A bad doctor, in a Sng’oi kampong, wouldn’t remain the village bomoh for very long. People would just not go to them for treatment, and soon someone else would become recognized as the kampong’s healer. Similarly, you don’t need a government to keep quacks from practicing. Even now, the medical boards mostly take care of that. Depending on how many people are in some region, the authority for accrediting doctors could stay with a regional medical board, or devolve to a university, or a doctors’ guild, or even just popular sentiment.
As for payment, in a cash-free style of anarchist utopia, there might well be a gift economy functioning: a little give and take, from and to each person, with a mind not toward how you can accumulate savings (now a meaningless concept), but to how you can all keep your town functioning. If we’re looking at an anarchist utopia that’s not so cash-free, well, small decentralized clinics, not answerable to an insurance company and running a modest operation, would cost far less than they do now.
These are just vague suggestions of what the future could look like. In some way or other, though, I think a lot of the crucial knowledge we have now will be preserved, and a lot that’s of questionable usefulness—I’m looking at the manufacturers of Requip, the restless leg syndrome pill, and at whoever makes that pill you can take to make your eyelashes fuller—will be lost. And the people who inhabit the future will figure out something that works for them in the modest means now allowed to them.
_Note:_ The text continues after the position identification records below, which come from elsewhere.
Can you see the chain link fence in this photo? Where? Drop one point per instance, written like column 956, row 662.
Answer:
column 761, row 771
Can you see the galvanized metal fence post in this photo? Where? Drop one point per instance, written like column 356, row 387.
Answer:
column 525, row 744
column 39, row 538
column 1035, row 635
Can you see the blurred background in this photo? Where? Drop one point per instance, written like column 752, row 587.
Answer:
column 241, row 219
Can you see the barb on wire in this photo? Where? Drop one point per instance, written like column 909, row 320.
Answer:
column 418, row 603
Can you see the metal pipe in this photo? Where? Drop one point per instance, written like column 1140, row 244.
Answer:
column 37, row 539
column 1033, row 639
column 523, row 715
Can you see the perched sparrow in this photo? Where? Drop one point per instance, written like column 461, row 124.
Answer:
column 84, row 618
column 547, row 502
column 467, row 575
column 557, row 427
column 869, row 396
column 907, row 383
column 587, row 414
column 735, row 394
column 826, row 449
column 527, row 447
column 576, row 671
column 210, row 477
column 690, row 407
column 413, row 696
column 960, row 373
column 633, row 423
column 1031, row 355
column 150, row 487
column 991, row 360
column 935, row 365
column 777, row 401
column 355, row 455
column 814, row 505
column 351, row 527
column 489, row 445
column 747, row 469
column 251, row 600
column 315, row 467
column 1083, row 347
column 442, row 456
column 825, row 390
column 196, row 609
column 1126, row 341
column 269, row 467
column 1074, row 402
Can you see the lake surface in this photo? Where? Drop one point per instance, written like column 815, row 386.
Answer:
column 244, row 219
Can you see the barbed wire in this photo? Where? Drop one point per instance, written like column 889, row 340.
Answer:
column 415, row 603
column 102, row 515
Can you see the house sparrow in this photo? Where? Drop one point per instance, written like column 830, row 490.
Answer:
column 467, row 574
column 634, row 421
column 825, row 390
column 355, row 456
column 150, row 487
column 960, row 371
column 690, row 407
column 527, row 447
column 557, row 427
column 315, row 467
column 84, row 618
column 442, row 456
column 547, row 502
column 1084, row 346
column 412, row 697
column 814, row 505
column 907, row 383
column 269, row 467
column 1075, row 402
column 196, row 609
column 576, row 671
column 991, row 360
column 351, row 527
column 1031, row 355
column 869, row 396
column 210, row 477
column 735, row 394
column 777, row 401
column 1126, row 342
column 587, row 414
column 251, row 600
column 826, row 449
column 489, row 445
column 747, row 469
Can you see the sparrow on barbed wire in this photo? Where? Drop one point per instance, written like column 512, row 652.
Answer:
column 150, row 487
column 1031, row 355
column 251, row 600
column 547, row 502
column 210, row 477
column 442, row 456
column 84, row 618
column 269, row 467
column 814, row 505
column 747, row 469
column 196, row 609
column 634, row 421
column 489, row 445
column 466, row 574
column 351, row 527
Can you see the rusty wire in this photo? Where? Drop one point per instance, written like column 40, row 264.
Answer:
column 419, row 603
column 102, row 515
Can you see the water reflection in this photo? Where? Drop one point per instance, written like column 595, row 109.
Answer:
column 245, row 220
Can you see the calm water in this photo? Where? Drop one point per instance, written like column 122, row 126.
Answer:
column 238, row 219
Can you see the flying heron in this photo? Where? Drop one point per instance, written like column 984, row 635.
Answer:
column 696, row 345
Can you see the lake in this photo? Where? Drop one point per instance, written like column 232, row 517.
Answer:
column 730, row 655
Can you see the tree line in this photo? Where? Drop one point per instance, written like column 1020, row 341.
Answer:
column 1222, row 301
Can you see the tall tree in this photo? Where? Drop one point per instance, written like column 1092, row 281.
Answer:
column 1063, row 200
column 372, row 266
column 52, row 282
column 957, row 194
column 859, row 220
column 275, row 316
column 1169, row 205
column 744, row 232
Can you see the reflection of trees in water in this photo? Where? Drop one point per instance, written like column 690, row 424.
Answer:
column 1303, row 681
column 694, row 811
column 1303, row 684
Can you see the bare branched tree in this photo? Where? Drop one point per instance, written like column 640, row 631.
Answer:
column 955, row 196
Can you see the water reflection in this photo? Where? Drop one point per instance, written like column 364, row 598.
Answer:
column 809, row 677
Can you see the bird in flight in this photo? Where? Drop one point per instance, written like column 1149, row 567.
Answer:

Any of these possibilities—single-payer, a village with a healer, a network of villages with small clinics—is something that I would happily live in and pay toward. But I refuse to support our current system any more than I can avoid—not because I’m cheap and want a free ride, but because we should have something better. Meanwhile, if I’m in an accident, I’ll use the hospitals and the insurance that we’ve got, because I enjoy living and would like to continue doing so, even if I don’t get to choose exactly how.